Let us assume that the amplitude is equal to 1. When determining the total voltage from expression (1), the initial experimentally obtained frequency dependences of the modulus of the transmission coefficient are taken as (Fig. 6), reflection coefficient module (return loss) (Fig. 7), reflection coefficient phases (Fig. 8), reflection coefficient phases (Fig. 9).
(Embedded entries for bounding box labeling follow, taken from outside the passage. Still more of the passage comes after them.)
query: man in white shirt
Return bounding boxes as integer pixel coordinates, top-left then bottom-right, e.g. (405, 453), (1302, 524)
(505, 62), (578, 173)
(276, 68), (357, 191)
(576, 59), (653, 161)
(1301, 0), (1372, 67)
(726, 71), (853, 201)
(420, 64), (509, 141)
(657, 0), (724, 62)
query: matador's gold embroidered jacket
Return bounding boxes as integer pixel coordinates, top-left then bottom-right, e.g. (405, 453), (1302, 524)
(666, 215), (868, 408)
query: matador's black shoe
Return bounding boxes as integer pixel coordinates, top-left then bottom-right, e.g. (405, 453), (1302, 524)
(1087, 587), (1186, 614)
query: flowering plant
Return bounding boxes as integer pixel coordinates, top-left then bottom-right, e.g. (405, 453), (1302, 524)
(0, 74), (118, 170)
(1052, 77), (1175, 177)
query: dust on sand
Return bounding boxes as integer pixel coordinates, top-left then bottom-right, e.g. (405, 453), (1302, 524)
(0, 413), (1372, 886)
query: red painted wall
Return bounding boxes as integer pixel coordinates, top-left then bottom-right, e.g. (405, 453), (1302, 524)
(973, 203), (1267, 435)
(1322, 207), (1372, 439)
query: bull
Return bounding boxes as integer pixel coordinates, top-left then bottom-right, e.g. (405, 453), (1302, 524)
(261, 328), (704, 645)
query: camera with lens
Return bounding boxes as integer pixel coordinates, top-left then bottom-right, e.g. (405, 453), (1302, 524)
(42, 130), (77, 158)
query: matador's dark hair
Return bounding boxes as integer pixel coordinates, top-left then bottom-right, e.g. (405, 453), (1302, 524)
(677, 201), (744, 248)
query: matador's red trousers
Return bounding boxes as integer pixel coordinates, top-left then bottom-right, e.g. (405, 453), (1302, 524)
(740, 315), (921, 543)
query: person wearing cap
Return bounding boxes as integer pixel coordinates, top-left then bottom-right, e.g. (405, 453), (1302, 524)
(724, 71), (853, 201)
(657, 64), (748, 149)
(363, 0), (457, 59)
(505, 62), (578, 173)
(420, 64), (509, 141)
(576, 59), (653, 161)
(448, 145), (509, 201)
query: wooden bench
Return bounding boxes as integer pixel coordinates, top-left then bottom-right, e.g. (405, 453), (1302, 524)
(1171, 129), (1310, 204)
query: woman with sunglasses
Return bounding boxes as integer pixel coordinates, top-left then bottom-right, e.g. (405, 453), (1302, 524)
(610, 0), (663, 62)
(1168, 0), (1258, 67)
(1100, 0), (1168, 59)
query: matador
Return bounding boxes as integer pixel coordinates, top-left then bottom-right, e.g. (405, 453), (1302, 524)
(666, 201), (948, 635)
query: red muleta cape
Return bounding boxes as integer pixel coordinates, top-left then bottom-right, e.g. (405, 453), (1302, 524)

Moving on to the complex recording form And we get And .

Frequency dependence shown in Fig. 10. From a comparison of Figs. 6 and fig. 10 we see that the addition of the wave energy reflected from a segment of a coplanar line with a lithium niobate crystal and the wave energy passing through the coplanar line and crystal increases the average level and equalizes the frequency dependence .

Thus, based on the experimental characteristics carried out, the performance of the proposed module for generating a quasi-chaotic microwave signal is shown.

Claims (1)

A module for generating a quasi-chaotic signal of ultra-high frequencies, containing a section of a coplanar strip line, a lithium niobate crystal, a device for separating incident and reflected waves, a device for adding incident waves, a signal generator with linear frequency modulation of oscillations, a clock pulse generator for starting a signal generator with linear frequency modulation, characterized in that a section of a coplanar strip line is made on a dielectric substrate, the lower side of which is metallized, the side screens located on the upper side are connected to the metallization of the lower surface through metallized holes, the current-carrying strip is separated from the side screens by gaps, on the upper side from the side of the current-carrying strip and side screens there is a crystal made of lithium niobate, the transverse dimensions of which, facing the current-carrying strip, cover the gaps between the current-carrying strip and the side screens, and the longitudinal dimensions of the crystal do not exceed the length of the current-carrying strip of the coplanar line; an incident wave of linear frequency is received at the input of the coplanar strip line. modulated oscillations from the first output of the device for separating incident and reflected waves, which is the input of the wave reflected from the lithium niobate crystal, the wave reflected from the lithium niobate crystal enters the second output of the device for separating incident and reflected waves, connected to the first input of the device for adding incident waves, the output is coplanar The strip line is connected to the second input of the incident wave combining device; the output of the module for generating a quasi-chaotic microwave signal is the output of the incident wave combining device.